Crítica: João de Deus – O Silêncio é Uma Prece tropeça na área técnica
Com a história emocionante para os que creem no médium, documentário perde encanto ao não valorizar boas imagens
atualizado
Compartilhar notícia
Em uma cidade no interior de Goiás, uma comunidade religiosa se une em torno de um médium que realiza as chamadas cirurgias espirituais. A propriedade, de paredes brancas e azuis, com um extenso jardim, contrasta com o belíssimo céu do Cerrado. Ali, só é permitido se vestir de branco.

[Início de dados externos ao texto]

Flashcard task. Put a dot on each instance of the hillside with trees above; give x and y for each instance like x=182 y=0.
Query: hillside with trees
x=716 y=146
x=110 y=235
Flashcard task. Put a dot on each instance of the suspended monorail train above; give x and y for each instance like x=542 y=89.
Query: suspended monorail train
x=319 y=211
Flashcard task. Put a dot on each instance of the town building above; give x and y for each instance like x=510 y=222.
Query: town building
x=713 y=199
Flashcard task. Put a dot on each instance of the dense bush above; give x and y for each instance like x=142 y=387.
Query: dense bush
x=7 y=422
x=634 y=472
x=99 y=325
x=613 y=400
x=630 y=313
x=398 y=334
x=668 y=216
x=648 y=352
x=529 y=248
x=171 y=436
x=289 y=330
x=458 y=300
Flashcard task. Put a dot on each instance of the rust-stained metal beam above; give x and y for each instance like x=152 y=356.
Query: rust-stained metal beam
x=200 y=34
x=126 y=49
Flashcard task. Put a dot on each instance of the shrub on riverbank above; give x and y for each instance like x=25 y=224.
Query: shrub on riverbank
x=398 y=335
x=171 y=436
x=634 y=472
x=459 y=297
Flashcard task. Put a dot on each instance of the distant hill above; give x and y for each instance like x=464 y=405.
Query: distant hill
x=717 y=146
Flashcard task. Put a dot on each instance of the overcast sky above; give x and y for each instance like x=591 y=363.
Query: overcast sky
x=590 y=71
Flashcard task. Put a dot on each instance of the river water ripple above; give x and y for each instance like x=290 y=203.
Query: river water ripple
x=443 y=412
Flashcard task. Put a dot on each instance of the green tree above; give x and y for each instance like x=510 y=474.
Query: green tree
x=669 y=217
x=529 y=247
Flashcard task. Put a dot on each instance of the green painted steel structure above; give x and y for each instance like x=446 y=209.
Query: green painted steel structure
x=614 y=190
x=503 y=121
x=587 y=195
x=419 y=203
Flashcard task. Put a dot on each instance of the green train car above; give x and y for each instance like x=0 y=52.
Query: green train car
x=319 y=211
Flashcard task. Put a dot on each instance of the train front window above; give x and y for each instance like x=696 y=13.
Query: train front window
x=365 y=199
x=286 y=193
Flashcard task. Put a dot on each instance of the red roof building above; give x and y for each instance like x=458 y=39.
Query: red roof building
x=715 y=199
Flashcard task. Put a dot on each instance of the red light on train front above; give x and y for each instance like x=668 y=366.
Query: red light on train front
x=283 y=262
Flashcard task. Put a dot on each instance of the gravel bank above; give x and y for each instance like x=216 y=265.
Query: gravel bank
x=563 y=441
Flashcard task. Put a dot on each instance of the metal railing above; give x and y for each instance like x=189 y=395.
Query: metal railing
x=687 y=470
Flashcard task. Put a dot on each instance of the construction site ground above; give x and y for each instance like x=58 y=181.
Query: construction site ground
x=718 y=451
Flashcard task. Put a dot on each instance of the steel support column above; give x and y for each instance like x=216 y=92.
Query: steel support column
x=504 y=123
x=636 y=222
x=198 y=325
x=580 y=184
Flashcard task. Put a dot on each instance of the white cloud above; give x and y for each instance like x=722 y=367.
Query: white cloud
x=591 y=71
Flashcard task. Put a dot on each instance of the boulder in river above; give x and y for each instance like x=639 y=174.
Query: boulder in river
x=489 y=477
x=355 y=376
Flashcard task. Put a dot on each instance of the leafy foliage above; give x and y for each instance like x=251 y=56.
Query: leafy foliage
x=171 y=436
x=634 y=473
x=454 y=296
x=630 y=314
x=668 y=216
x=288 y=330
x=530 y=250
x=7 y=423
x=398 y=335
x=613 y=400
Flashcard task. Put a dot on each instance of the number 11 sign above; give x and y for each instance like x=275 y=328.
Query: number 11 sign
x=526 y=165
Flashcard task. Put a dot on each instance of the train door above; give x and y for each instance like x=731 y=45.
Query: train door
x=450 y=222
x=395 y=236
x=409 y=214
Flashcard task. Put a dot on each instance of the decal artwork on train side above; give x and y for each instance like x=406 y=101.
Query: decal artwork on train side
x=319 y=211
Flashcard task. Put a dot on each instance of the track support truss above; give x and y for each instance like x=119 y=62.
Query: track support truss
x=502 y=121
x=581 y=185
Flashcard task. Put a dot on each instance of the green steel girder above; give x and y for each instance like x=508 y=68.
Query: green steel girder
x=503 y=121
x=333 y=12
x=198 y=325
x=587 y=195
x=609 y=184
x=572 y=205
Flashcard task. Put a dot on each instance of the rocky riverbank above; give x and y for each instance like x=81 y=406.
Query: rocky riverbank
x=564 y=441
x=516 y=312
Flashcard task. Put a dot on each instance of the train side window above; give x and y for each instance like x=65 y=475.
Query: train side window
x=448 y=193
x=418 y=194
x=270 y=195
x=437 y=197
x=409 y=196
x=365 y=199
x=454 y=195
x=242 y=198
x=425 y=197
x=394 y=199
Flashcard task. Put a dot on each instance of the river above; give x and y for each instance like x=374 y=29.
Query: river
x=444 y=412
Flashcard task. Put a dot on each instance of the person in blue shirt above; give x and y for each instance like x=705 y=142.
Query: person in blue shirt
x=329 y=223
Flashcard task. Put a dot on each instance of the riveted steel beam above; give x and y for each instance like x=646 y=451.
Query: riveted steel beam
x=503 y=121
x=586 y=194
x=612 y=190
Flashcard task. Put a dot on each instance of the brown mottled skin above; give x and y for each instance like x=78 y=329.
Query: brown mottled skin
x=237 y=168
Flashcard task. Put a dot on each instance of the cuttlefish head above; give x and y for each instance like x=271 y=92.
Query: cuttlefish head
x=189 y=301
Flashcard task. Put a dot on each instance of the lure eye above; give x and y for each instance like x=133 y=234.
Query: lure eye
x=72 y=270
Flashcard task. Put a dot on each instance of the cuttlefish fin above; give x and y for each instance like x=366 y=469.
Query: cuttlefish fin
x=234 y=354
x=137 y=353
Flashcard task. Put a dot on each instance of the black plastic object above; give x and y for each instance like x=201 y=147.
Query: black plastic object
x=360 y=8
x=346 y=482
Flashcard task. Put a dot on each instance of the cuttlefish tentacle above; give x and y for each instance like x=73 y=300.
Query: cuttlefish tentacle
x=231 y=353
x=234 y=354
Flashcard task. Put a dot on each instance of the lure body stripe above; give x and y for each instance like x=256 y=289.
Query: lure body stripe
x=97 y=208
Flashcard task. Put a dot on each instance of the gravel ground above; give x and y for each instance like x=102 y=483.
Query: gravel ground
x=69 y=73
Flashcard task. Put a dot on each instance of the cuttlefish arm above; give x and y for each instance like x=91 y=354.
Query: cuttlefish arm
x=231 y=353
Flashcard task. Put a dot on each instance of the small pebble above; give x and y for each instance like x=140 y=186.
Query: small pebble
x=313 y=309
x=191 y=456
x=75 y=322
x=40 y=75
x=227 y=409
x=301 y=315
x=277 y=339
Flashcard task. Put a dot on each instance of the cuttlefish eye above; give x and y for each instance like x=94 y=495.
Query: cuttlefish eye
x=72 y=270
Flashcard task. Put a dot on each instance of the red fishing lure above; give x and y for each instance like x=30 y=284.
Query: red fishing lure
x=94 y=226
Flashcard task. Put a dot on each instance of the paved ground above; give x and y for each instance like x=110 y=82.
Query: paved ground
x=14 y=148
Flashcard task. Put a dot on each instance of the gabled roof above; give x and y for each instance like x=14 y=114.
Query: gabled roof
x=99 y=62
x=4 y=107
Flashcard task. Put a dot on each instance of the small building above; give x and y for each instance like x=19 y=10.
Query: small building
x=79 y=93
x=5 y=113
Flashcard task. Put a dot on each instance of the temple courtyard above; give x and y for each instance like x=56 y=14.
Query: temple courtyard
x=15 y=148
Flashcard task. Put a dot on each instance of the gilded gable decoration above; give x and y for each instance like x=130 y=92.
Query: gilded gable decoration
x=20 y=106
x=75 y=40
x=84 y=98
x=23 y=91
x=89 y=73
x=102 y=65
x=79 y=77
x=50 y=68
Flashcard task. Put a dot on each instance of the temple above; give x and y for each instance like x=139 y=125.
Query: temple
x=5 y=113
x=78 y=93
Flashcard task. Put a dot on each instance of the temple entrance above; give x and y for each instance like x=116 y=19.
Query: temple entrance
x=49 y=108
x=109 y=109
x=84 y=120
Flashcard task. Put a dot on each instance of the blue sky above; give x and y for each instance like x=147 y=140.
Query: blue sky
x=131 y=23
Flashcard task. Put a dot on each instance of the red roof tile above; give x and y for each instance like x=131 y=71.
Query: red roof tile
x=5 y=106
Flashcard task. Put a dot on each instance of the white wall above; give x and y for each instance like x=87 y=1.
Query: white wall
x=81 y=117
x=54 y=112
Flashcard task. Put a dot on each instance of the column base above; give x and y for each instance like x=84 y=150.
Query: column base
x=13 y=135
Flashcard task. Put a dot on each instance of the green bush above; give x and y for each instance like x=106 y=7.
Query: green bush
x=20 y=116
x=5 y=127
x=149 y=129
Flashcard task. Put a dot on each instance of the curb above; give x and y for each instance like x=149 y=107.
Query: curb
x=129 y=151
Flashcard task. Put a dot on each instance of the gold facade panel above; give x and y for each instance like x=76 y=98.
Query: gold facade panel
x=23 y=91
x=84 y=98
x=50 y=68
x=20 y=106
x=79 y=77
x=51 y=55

Diante desse cenário idílico, a baixa qualidade das imagens de João de Deus – O Silêncio é uma Prece é estarrecedora.
Não importa se a tomada é interna ou externa: se há luz natural no ambiente, as imagens estarão estouradas. Com exceção das entrevistas do documentário (muitas feitas no contra-luz), gravadas em tripé, fotometradas e focadas antes da gravação, todas as cenas do filme têm enquadramentos péssimos. Muitas imagens apresentam erros graves de foco, como em vários momentos em que o rosto de João está borrado e a resolução fica toda em sua roupa. Outras passagens não têm foco algum.
Além da má fotografia, o filme padece de uma aparente indecisão em relação ao que mostrar. O uso incessante de zoom automático e zoom de lentes nas tomadas demonstram uma falta de cuidado chocante: talvez uma produção sem storyboards? No começo do filme, João de Deus dirige por Abadiânia e conversa com alguns habitantes. O cinegrafista, no banco do passageiro, não consegue decidir se filma o médium ou o motociclista encostado à sua janela. Nesse vai e vem, a qualidade do documentário se esvazia.O documentário aparenta ter sido gravado com duas câmeras. O aparelho de apoio, no entanto, é de qualidade muito inferior ao principal. Se as imagens registradas ali tivessem sido sacrificadas, certamente a qualidade técnica do filme teria se elevado. Outro problema é o som, completamente irregular durante a projeção. Em diversas cenas, o barulho do ambiente impede a compreensão do que João de Deus fala. À primeira vista, qualquer um pensaria que a produção é obra de um iniciante, mas não é o caso: Candé Salles tem 10 anos de carreira e assina a direção de outros dois longas.
A produção não apresenta nenhuma visão contrária aos trabalhos do médium. A crença é endossada pela presença de alguns médicos no centro, além das famosas Cissa Guimarães, que narra o documentário, e a artista plástica Marina Abramović. Sem mostrar qualquer defeito na personalidade de João de Deus e com uma narrativa despida de conflitos, o filme se reduz a uma propaganda religiosa que não dá margem ao ceticismo.